Mas o plágio não é um fruto deliberado da má-fé como prega o senso comum. A rigor, é qualquer utilização de ideia ou linguagem que não remeta explicitamente ao original. Note o detalhe da linguagem. Isto quer dizer que, em certos meios (o acadêmico, por exemplo), pegar uma expressão emprestada de alguém sem mencionar explicitamente este alguém já é considerado plágio, ainda que não tenha havido roubo de ideia. A citação cinematográfica é plágio porque não remete explicitamente ao original. Ninguém avisa lá nos créditos finais que determinada cena é uma citação de outra.

Por que isto não nos choca, enquanto público? Porque em geral, nós conhecemos a obra que deu origem à segunda obra, ou temos algum amigo cinéfilo que conhece e nos conta, todo exibido. Isto não acontece com a mesma frequência quando se trata de outras modalidades de criação. Socialmente, lemos menos do que vemos filmes. Portanto a possibilidade de reconhecer um filme dentro de outro é mais presente do que a de reconhecer um livro dentro de outro. O risco que não podemos correr é o de nos sentimos insultados ao não o reconhecermos. O risco de nos tornamos intolerantes.

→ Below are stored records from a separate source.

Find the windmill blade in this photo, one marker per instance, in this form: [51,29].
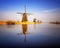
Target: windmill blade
[29,13]
[19,13]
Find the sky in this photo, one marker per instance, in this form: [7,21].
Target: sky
[44,10]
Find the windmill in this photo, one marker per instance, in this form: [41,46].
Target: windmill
[25,14]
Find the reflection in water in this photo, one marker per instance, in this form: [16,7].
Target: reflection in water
[24,28]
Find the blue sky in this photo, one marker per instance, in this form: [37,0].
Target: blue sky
[33,6]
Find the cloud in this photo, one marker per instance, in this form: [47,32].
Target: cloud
[44,15]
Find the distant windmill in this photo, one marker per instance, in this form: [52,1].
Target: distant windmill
[24,18]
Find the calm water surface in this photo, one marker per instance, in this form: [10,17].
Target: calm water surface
[30,35]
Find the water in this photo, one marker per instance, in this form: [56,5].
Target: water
[32,35]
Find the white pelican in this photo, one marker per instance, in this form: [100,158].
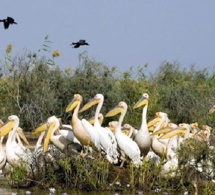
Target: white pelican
[100,118]
[158,147]
[64,130]
[15,153]
[78,129]
[106,138]
[132,132]
[58,140]
[126,144]
[2,154]
[142,138]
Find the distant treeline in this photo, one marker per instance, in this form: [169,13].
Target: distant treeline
[35,88]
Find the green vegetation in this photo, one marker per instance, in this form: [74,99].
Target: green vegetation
[34,88]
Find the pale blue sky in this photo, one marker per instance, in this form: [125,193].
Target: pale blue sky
[120,33]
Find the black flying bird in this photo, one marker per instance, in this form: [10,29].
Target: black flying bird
[79,43]
[7,22]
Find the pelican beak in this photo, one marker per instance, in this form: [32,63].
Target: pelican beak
[47,139]
[6,128]
[1,123]
[114,111]
[91,120]
[151,123]
[22,135]
[91,103]
[173,133]
[72,105]
[142,101]
[162,131]
[39,129]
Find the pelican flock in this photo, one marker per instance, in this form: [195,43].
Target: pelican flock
[120,143]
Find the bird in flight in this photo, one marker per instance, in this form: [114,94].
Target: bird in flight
[79,43]
[7,22]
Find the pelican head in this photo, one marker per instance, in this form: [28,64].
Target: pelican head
[75,101]
[142,101]
[42,127]
[22,135]
[97,98]
[118,109]
[51,124]
[100,118]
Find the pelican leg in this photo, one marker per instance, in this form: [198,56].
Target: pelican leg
[123,158]
[84,152]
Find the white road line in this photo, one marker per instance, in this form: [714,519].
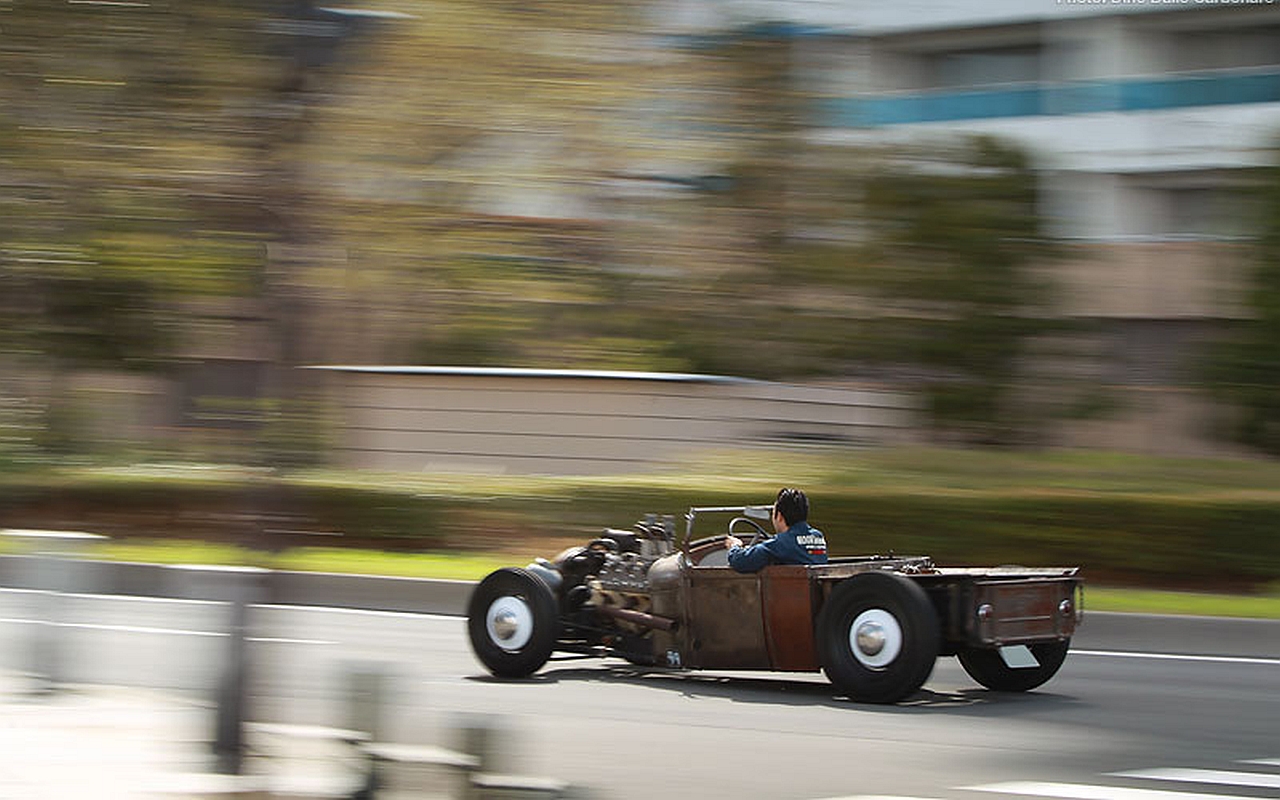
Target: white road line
[366,612]
[877,798]
[1217,659]
[1086,791]
[168,631]
[1221,777]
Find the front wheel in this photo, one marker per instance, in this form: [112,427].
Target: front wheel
[988,667]
[878,638]
[512,620]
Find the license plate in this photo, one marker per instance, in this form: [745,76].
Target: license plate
[1018,657]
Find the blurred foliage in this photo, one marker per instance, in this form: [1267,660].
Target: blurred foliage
[1178,524]
[954,245]
[1243,368]
[508,184]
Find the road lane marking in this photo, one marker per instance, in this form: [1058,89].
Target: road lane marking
[1216,659]
[1088,791]
[1223,777]
[368,612]
[168,631]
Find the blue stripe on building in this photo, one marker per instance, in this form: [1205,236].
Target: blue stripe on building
[1038,100]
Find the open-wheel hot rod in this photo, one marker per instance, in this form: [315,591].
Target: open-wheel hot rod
[874,624]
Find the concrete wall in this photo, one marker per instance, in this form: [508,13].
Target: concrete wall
[539,421]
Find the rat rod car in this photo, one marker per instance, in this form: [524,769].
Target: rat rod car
[873,624]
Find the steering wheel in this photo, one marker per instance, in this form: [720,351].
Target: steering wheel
[758,535]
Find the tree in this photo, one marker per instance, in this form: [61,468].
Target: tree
[954,238]
[1243,369]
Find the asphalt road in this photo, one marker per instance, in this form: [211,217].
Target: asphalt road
[631,734]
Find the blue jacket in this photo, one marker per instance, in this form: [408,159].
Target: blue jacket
[799,544]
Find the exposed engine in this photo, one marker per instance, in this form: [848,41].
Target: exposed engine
[606,595]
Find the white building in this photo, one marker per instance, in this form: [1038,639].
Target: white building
[1143,117]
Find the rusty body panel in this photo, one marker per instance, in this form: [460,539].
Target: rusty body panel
[787,599]
[725,620]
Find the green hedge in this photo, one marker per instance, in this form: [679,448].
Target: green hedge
[1187,540]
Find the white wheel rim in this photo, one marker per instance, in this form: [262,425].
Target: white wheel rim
[510,622]
[876,638]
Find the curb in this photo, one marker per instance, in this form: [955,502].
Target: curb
[275,586]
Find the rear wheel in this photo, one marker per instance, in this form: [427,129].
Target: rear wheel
[512,620]
[988,668]
[877,638]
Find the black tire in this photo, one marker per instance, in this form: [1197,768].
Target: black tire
[886,608]
[513,622]
[988,668]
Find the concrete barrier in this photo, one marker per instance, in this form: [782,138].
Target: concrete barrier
[283,588]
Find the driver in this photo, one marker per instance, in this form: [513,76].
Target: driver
[796,542]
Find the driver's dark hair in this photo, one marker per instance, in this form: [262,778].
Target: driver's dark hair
[792,504]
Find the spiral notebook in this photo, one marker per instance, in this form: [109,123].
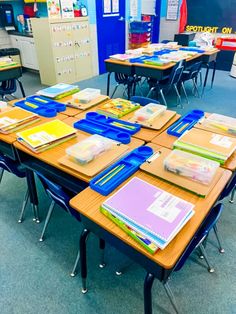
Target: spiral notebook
[144,207]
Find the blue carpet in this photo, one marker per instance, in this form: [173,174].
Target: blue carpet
[34,276]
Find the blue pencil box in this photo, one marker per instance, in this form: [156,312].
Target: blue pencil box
[41,105]
[185,123]
[106,181]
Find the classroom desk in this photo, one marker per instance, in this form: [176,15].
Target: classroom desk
[159,265]
[117,66]
[12,72]
[144,134]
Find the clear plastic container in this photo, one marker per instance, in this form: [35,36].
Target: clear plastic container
[149,112]
[220,122]
[194,167]
[86,95]
[88,149]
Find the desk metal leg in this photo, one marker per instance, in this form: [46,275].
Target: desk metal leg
[213,74]
[33,194]
[147,291]
[21,88]
[108,83]
[83,259]
[206,77]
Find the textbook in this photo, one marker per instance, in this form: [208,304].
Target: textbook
[117,108]
[58,91]
[16,118]
[155,213]
[141,239]
[46,135]
[206,144]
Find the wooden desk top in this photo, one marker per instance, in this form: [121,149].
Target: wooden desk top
[144,134]
[51,156]
[88,202]
[10,67]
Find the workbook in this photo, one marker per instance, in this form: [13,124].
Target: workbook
[207,144]
[16,118]
[147,209]
[46,135]
[117,108]
[58,91]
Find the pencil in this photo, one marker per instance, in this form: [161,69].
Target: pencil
[112,175]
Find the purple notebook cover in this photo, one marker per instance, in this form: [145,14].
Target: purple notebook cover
[133,201]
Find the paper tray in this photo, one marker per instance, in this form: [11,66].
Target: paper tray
[113,176]
[155,167]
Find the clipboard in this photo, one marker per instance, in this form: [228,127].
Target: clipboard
[155,167]
[158,122]
[98,164]
[69,102]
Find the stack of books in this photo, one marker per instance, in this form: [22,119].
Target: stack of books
[156,215]
[206,144]
[117,108]
[58,91]
[46,135]
[15,119]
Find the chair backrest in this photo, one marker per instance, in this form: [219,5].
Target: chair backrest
[176,74]
[60,195]
[194,70]
[206,227]
[143,101]
[8,87]
[11,166]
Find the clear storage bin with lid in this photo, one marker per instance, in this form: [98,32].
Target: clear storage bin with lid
[194,167]
[88,149]
[149,112]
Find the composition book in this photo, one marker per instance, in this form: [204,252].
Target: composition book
[157,214]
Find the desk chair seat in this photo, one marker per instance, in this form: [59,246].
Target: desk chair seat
[7,164]
[167,83]
[129,83]
[61,196]
[189,74]
[143,101]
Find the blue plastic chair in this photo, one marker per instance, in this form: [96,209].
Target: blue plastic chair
[198,243]
[7,164]
[61,196]
[164,86]
[191,74]
[143,101]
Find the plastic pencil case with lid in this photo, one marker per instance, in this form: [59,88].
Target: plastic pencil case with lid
[194,167]
[88,149]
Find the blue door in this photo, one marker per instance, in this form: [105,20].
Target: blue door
[110,29]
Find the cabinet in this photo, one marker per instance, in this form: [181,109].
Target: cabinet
[63,49]
[27,51]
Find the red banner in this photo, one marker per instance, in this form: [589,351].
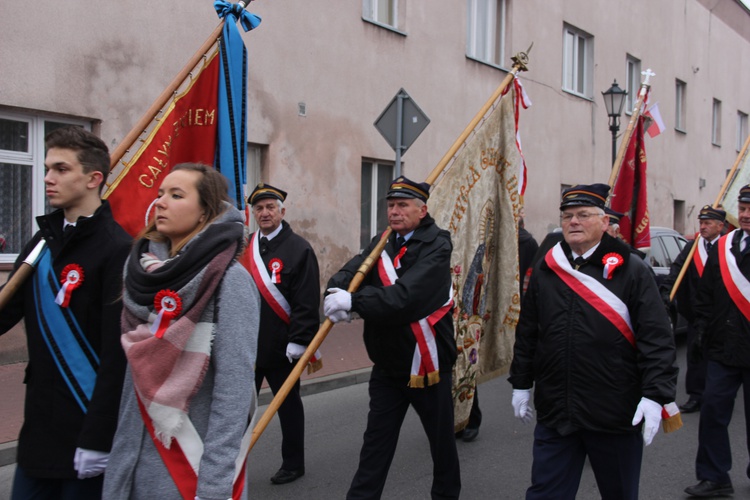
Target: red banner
[629,194]
[186,132]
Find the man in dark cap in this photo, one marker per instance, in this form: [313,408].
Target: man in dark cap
[285,269]
[711,222]
[406,304]
[597,353]
[722,322]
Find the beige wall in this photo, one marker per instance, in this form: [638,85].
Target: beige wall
[109,62]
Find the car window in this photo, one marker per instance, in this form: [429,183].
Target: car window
[672,248]
[656,255]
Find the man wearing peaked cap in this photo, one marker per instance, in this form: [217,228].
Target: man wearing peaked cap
[711,223]
[285,269]
[406,371]
[588,305]
[723,338]
[265,191]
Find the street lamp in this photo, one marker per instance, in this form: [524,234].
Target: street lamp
[614,100]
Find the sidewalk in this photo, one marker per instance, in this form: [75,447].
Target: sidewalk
[345,362]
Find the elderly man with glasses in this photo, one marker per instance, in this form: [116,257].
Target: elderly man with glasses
[597,349]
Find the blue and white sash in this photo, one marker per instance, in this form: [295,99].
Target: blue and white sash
[69,347]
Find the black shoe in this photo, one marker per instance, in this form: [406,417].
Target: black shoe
[691,406]
[287,476]
[710,489]
[470,434]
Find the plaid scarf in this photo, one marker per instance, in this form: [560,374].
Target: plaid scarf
[168,371]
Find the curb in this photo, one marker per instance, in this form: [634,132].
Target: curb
[307,388]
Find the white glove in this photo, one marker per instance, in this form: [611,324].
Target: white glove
[521,408]
[294,351]
[340,316]
[650,412]
[89,463]
[337,300]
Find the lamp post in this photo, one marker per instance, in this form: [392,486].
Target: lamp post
[614,100]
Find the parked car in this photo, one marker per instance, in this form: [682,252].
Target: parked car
[666,245]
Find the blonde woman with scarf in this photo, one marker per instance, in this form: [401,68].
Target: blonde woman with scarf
[190,329]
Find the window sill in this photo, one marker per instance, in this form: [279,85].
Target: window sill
[384,26]
[575,94]
[487,63]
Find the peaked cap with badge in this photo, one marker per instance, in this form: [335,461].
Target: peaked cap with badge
[405,188]
[263,191]
[710,213]
[585,195]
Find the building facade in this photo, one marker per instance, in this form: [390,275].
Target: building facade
[320,74]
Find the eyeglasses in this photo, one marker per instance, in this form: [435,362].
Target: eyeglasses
[581,216]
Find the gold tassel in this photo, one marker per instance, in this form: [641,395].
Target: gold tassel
[416,382]
[312,367]
[672,423]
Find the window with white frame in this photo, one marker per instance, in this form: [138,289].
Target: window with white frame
[741,130]
[680,91]
[485,30]
[22,177]
[578,67]
[383,12]
[376,179]
[716,123]
[633,84]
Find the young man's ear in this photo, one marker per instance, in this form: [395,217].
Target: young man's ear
[95,180]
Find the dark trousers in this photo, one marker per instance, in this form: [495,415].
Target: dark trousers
[695,375]
[389,400]
[714,457]
[558,463]
[291,416]
[32,488]
[475,416]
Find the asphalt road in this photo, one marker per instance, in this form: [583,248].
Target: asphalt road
[497,465]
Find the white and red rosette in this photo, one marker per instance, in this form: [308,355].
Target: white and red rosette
[71,278]
[168,304]
[397,260]
[275,266]
[611,262]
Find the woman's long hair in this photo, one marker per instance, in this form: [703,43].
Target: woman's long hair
[212,192]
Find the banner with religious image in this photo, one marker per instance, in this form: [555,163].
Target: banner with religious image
[478,201]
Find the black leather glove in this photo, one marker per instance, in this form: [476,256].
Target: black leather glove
[695,348]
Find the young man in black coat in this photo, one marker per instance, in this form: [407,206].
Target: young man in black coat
[406,304]
[71,309]
[285,269]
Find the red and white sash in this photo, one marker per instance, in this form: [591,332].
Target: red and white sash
[700,255]
[182,458]
[273,296]
[736,283]
[265,284]
[425,359]
[593,292]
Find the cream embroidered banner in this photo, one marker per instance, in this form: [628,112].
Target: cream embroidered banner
[477,200]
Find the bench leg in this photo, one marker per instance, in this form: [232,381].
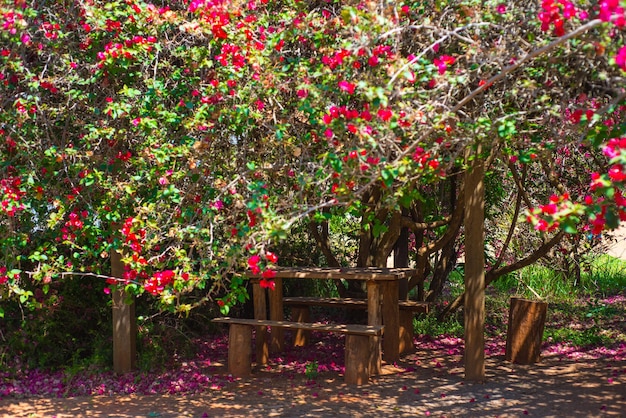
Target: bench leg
[406,331]
[240,350]
[301,314]
[359,358]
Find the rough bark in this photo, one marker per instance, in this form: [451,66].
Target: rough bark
[493,275]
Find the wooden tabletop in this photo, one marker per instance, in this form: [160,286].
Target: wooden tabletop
[348,273]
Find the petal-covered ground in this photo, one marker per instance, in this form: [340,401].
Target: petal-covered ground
[569,381]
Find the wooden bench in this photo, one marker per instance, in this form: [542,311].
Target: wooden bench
[362,353]
[300,312]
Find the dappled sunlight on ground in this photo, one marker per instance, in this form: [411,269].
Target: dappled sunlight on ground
[429,381]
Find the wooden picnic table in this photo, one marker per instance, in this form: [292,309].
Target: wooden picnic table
[382,302]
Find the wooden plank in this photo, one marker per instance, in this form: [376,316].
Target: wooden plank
[319,327]
[240,350]
[345,302]
[260,312]
[301,314]
[474,305]
[364,273]
[374,318]
[277,336]
[406,331]
[391,319]
[124,323]
[357,359]
[527,320]
[349,303]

Guy Debord, um dos maiores e mais criativos plagiadores que o século 20 conheceu, chamou a atenção para isto no fim da vida. Debord ficou famoso por sua atuação teórico-prática no Situacionismo e sobretudo pelo livro A Sociedade do Espetáculo, que abre com um caso clássico de plágio. O primeiro parágrafo da obra é literalmente o primeiro parágrafo de O Capital, do famoso atacante do Vasco Karl Marx, com apenas uma troca de palavra. A técnica ficou conhecida como detournement, que seria algo como um desvio, uma citação desviada.

Os usos de Marx

Os usos de Marx

Sem entrar em muitos detalhes, o objetivo era mostrar que a etapa do capitalismo em que vivíamos pelo acúmulo de mercadorias havia passado, e chegara o tempo em que no lugar delas passáramos a acumular apenas imagens de mercadorias — espetáculos. Daí que, ao invés de citar o parágrafo original e discorrer sobre ele até alcançar uma conclusão, Debord julgou mais útil (por razões que não cabem discutir neste já longo texto) a substituição direta do que já não servia.

No fim da vida, em seu último livro, ele desistiria do procedimento, e registraria que esse tipo de técnica seria adequada apenas a sociedades que fossem capazes de reconhecê-la. Esta é a chave do roubo criativo. Ao contrário do plágio praticado por pura falta de talento, o plágio criativo funciona para revelar, não para ocultar suas origens. Ele não pretende muito mais do que ser uma forma mais direta de entrar no longo diálogo do conhecimento.